Se il sistema politico americano fosse una banca non c’è dubbio che i continui stress test a cui lo sottopone il presidente Donald Trump sarebbero una prova della sua robustezza, quanto meno finché non arriverà il crack.

La dichiarazione di una «emergenza nazionale» palesemente inesistente per finanziare la costruzione di un breve tratto di muro al confine con il Messico sarà nelle prossime settimane un’ulteriore prova per verificare se la Costituzione degli Stati uniti resiste al demagogo dal ciuffo arancione, o se invece Trump e i repubblicani avranno la meglio.

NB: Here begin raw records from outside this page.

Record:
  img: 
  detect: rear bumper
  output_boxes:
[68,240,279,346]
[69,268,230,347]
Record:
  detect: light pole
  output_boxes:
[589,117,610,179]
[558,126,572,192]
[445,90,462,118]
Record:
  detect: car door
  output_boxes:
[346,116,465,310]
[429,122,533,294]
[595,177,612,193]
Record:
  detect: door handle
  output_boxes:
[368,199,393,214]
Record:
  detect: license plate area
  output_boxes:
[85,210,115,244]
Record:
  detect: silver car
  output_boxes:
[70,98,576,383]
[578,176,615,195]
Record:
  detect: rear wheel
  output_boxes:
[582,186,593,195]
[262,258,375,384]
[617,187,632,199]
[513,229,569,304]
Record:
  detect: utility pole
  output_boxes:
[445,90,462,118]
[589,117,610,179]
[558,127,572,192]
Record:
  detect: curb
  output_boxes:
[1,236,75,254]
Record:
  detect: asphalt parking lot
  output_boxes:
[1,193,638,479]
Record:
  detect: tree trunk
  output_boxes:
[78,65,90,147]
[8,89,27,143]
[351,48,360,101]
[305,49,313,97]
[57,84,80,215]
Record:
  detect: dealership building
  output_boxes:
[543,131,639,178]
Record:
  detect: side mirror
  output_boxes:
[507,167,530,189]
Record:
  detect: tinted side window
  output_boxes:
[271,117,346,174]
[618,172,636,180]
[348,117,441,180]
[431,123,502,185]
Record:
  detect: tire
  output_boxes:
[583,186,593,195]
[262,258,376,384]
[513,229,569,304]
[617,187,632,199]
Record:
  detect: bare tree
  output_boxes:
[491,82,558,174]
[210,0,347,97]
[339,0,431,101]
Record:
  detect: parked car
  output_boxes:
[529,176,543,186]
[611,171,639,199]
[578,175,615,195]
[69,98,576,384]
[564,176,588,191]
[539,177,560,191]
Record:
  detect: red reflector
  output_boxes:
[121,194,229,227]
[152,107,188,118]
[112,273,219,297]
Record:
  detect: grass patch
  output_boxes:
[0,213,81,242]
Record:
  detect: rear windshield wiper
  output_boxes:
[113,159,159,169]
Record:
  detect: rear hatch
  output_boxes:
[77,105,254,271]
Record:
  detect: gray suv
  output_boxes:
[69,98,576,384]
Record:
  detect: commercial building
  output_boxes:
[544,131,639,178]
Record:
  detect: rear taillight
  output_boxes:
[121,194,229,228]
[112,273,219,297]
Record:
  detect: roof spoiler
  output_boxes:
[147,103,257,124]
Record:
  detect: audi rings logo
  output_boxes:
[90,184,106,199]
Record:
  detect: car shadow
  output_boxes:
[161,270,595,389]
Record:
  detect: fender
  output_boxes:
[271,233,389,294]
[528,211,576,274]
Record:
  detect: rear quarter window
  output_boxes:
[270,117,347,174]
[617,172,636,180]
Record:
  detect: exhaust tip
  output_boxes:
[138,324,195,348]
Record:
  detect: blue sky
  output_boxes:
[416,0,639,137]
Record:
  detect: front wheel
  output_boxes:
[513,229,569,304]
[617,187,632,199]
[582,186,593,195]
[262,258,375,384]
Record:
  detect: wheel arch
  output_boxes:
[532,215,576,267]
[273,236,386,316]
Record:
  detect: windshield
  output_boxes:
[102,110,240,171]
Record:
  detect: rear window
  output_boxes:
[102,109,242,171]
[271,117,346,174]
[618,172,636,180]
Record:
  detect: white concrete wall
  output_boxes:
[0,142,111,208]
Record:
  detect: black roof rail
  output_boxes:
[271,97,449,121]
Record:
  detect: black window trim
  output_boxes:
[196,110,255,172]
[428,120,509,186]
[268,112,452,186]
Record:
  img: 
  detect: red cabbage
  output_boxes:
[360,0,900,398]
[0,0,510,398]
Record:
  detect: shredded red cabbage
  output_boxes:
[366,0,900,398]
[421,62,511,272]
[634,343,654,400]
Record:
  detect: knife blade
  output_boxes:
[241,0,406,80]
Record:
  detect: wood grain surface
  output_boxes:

Il punto di partenza sulla vicenda del muro è la questione di chi abbia il potere di deliberare su tasse e spese. L’articolo 1 della Costituzione, sezione 9, è molto chiaro: «Nessuna somma potrà essere pagata dal Tesoro se non in conseguenza di stanziamenti disposti per legge» e le leggi di bilancio sono materia di competenza del Congresso. L’amministrazione Trump sostiene che gli stanziamenti sono già stati approvati e che le somme di cui si sta discutendo, circa 8 miliardi di dollari, sarebbero semplicemente spostate da alcune voci di bilancio ad altre in base alla legge sui poteri del presidente in caso di emergenza.

Questi poteri, tuttavia, sono sostanzialmente limitati ai casi di operazioni militari in corso, o imminenti, non certo per una presunta invasione di migranti, o di carichi di stupefacenti, attraverso il Rio Grande. L’azione di Trump è quindi una palese violazione del principio della separazione dei poteri, anche se arriva dopo una lunghissima fase in cui il Congresso americano ha sostanzialmente abdicato al suo ruolo a favore di presidenti-monarchi.

Per i costituzionalisti, a confronto con i dettagliati poteri del Congresso elencati nell’articolo 1 della Costituzione, le prerogative esclusive del presidente precisate nell’art. 2 appaiono assai modeste: il giudizio di due politologi come Thomas Mann e Norman Ornstein è che: «I costituenti volevano fosse chiaro che il Congresso era il primus inter pares fra i tre poteri dello Stato».

Trump, come molti presidenti prima di lui, in particolare durante la guerra fredda, rivendica la necessità di decisioni rapide ed efficaci, in particolare per quanto riguarda la sicurezza nazionale, ma ignora quanto appare chiaro ai giuristi: «La dottrina della separazione dei poteri fu adottata dalla convenzione del 1787 non per promuovere l’efficienza ma per impedire l’esercizio arbitrario del potere. Lo scopo non era quello di evitare frizioni ma, attraverso le inevitabili frizioni che caratterizzano la distribuzione dei poteri di governo in tre dipartimenti, salvare il popolo dall’autocrazia». Questo è un celebre passo dell’opinione del giudice Brandeis nella sentenza della Corte Suprema Myers v. United States, del 1926.

Nel caso di Trump non c’è dubbio che abbia una vocazione naturale all’autocrazia, come dimostrano i numerosi casi in cui i suoi provvedimenti sono stati bloccati dai giudici federali: il primo fu il divieto di ingresso negli Stati uniti a tutti i cittadini di sette paesi di religione islamica. Poche settimane dopo, Trump minacciava di imporre dazi contro specifiche aziende che avevano delocalizzato all’estero i loro stabilimenti (anche in questo caso si trattava di poteri riservati al Congresso e comunque da esercitare in forma non discriminatoria). Infine, Trump minacciava di privare della cittadinanza americana i figli di migranti nati sul territorio degli Stati uniti, in palese violazione del XIV emendamento.

Il presidente autocrate sa che anche il giudizio sui suoi trucchetti contabili per permettere la costruzione del muro finirà davanti ai giudici e ha addirittura anticipato la possibilità di giudizi negativi in primo grado e in appello, dichiarandosi però fiducioso di una sentenza favorevole quando il caso arriverà alla Corte Suprema.

È possibile che vada effettivamente così: oggi il massimo organo del potere giudiziario ha una maggioranza di giudici apparentemente disposti a fargli da tappetino. Sarà questo il prossimo stress test per la democrazia americana.